Ingredients:

  • 1 medium Napa cabbage (about 2 pounds or 900g)
  • 1/4 cup sea salt (75g)
  • 4 cups water (950ml)
  • 2 medium carrots, julienned
  • 5 green onions, chopped
  • 1 small daikon radish, julienned (optional)
  • 1/2 cup Korean gochugaru (red chili flakes) (50g)
  • 1/4 cup soy sauce or tamari (60ml)
  • 1 tablespoon ginger, grated
  • 1 tablespoon garlic, minced
  • 1 teaspoon maple syrup or agave nectar
  • 1 tablespoon rice vinegar (15ml)
  • 1/2 cup water (120ml)

Instructions:

  1. Cut the Napa cabbage lengthwise into quarters and remove the core. Chop into bite-sized pieces and place in a large mixing bowl. Dissolve the sea salt in water and pour over the cabbage.
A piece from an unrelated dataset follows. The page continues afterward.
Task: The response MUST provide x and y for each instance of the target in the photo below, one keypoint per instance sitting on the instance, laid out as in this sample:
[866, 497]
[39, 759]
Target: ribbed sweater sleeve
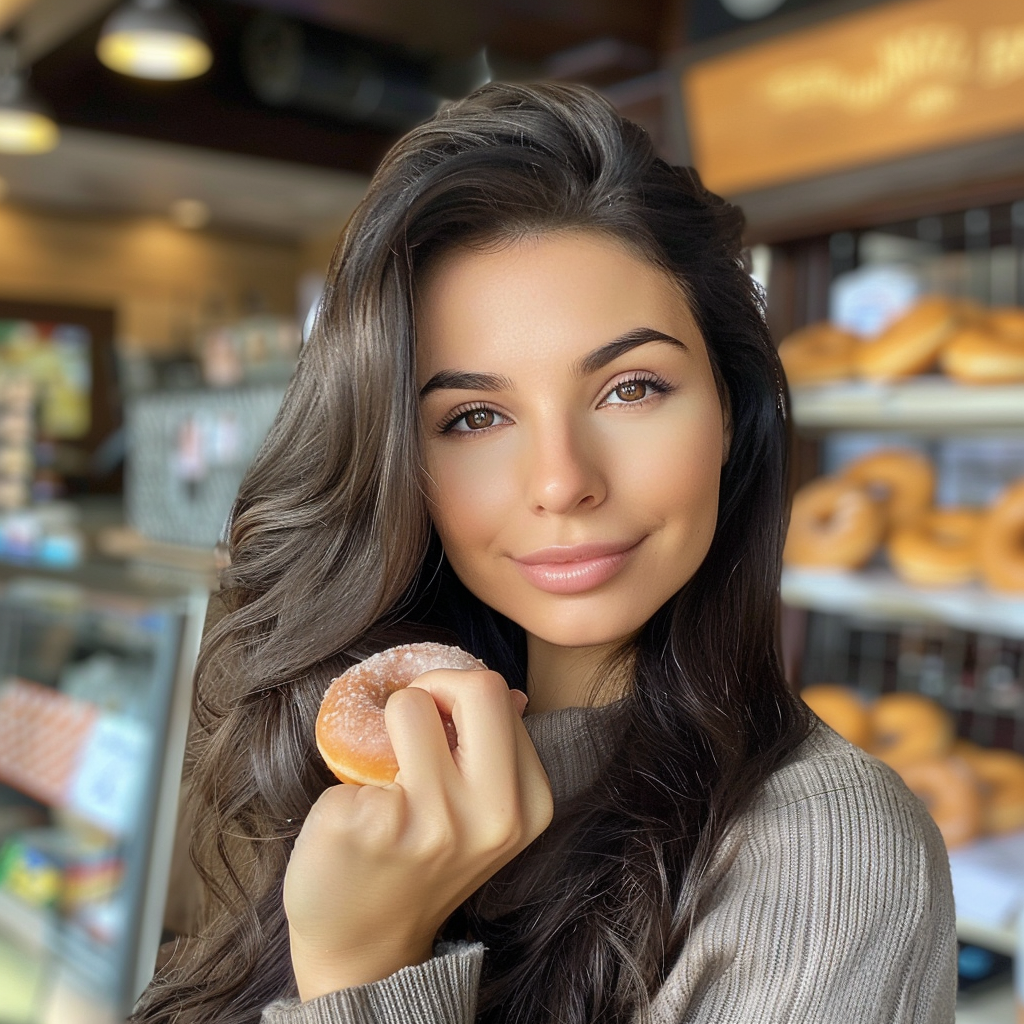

Let it sit for 1-2 hours, tossing occasionally.
  2. In a smaller bowl, combine gochugaru, soy sauce, grated ginger, minced garlic, maple syrup, rice vinegar, and water. Mix well using a whisk or fork until a smooth paste forms.
  3. Drain the cabbage, rinsing it under cold water to remove excess salt. Squeeze out excess water and return to the mixing bowl. Add julienned carrots, chopped green onions, (and daikon if using). Add the spice paste and use your hands (wear gloves for protection) to mix everything thoroughly.
  4. Transfer the kimchi mixture into a clean glass jar. Press down firmly to eliminate air bubbles, leaving about an inch of headspace.
  5. Cover the jar with a clean cloth or the jar lid (not airtight) to allow gases to escape. Leave at room temperature for 24-48 hours to ferment.
  6. After 24 hours, taste the kimchi. If it's to your liking, transfer it to the fridge, where it will continue to ferment slowly.